Which is why I was rubbed the wrong way when “Handbook” used the system to push its way to the top. It didn’t claim No. 1 by readers buying the book but instead by one or more individuals making deliberate bulk orders. That’s duping the public into believing there’s massive readership for the novel. I’m not naive enough to believe this has never happened in the past on some small scale, and there are likely other ways to influence the NYT list that are beyond my understanding. But I was still disappointed by whoever decided to singlehandedly push “Handbook” into the top slot.
My initial reaction was to resent “Handbook,” I don’t think the proper route is to boycott novel — there’s a good chance the author had nothing to do with the phone calls hunting for NYT-reporting bookstores, and it would pain me to see a writer’s work damaged by scandal that had no direct link to him/her.
Nor do I think the appropriate route is to track it down and read it in light of the publicity it received last week.
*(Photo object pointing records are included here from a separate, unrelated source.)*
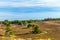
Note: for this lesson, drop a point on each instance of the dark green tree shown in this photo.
(36, 30)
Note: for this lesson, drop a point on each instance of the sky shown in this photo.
(29, 9)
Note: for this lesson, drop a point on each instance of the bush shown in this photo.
(36, 30)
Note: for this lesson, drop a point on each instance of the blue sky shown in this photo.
(29, 9)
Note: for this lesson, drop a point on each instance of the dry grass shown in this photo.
(50, 29)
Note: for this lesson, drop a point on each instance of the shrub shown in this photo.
(36, 30)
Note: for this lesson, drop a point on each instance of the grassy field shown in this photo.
(50, 31)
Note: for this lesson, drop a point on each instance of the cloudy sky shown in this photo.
(29, 9)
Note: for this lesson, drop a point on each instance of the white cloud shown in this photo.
(17, 3)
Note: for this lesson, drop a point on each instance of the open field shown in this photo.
(50, 29)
The cover art still raises questions, and I’m reluctant to give a sale to any publishing firm that would plagiarize another creator’s intellectual property. Not to mention the book hasn’t earned my attention through reviews or a plot synopsis I can’t resist.
So my plan is to put “Handbook” out of my mind for now. My action is to not act in regard to that title.
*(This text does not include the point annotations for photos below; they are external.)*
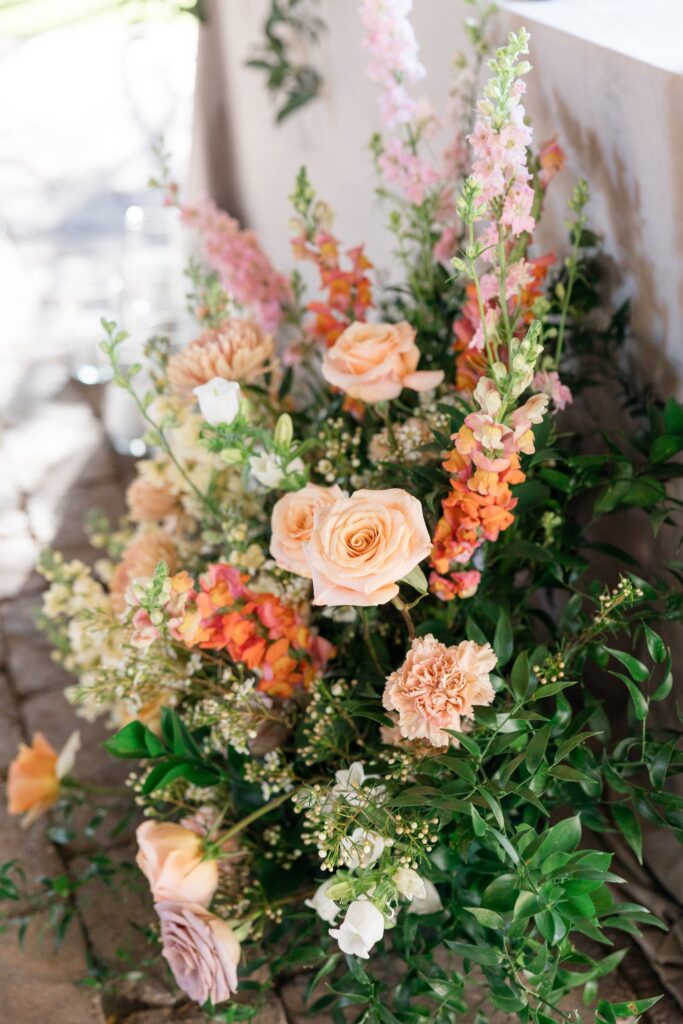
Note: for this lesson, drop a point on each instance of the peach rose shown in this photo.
(292, 524)
(363, 545)
(170, 856)
(202, 950)
(33, 781)
(238, 350)
(139, 561)
(436, 685)
(148, 502)
(375, 363)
Instead, if the NYT list debacle irked you as a reader (as it did me), consider reading one of this week’s YA best-sellers. In light of last week’s ruckus, I ordered a copy of “The Hate U Give.” After all, it’s spent 25 weeks so far in the top spot, and the reviews are bursting with praise. It’s a novel that climbed to the top through its merit as a reader favorite and tackling a tough topic in fiction, where young readers can relate and/or empathize.
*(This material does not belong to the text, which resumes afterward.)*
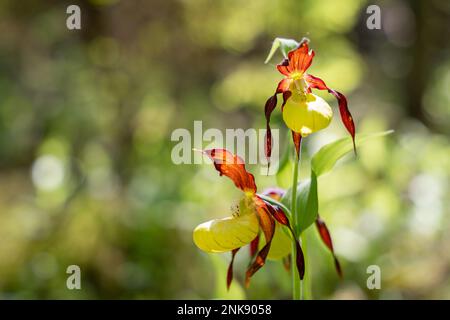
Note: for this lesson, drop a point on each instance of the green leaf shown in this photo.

This week’s top 10 New York Times best-selling YA hardcovers are:
- The Hate U Give, by Angie Thomas
- One of Us is Lying, by Karen M. McManus
- Lord of Shadows, by Cassandra Clare
- Once and For All, by Sarah Dessen
- Miles Morales: Spider-Man, by Jason Reynolds
- This is Where It Ends, by Marieke Nijkamp
- Crazy House, by James Patterson
- Alex and Eliza, by Melissa de la Cruz
- The Last Magician, by Lisa Maxwell
- The Sun is Also a Star, by Nicola Yoon
I find I often distrust what the New York Times Bestselling list is. Often these books are pushed because of political agenda, an author’s racial background, or idealogical views. For example, A Thousand Years of Solitude. My mom recently read it and she found it to be crude, disturbing, and frankly, all around unappealing. And sadly, this has been the case with many books on the list. However, there are also some books that in the past have deserved the spot i.e. Harry Potter and other children’s books of the same wavelength. Anyhoo, these are just my thoughts on the subject.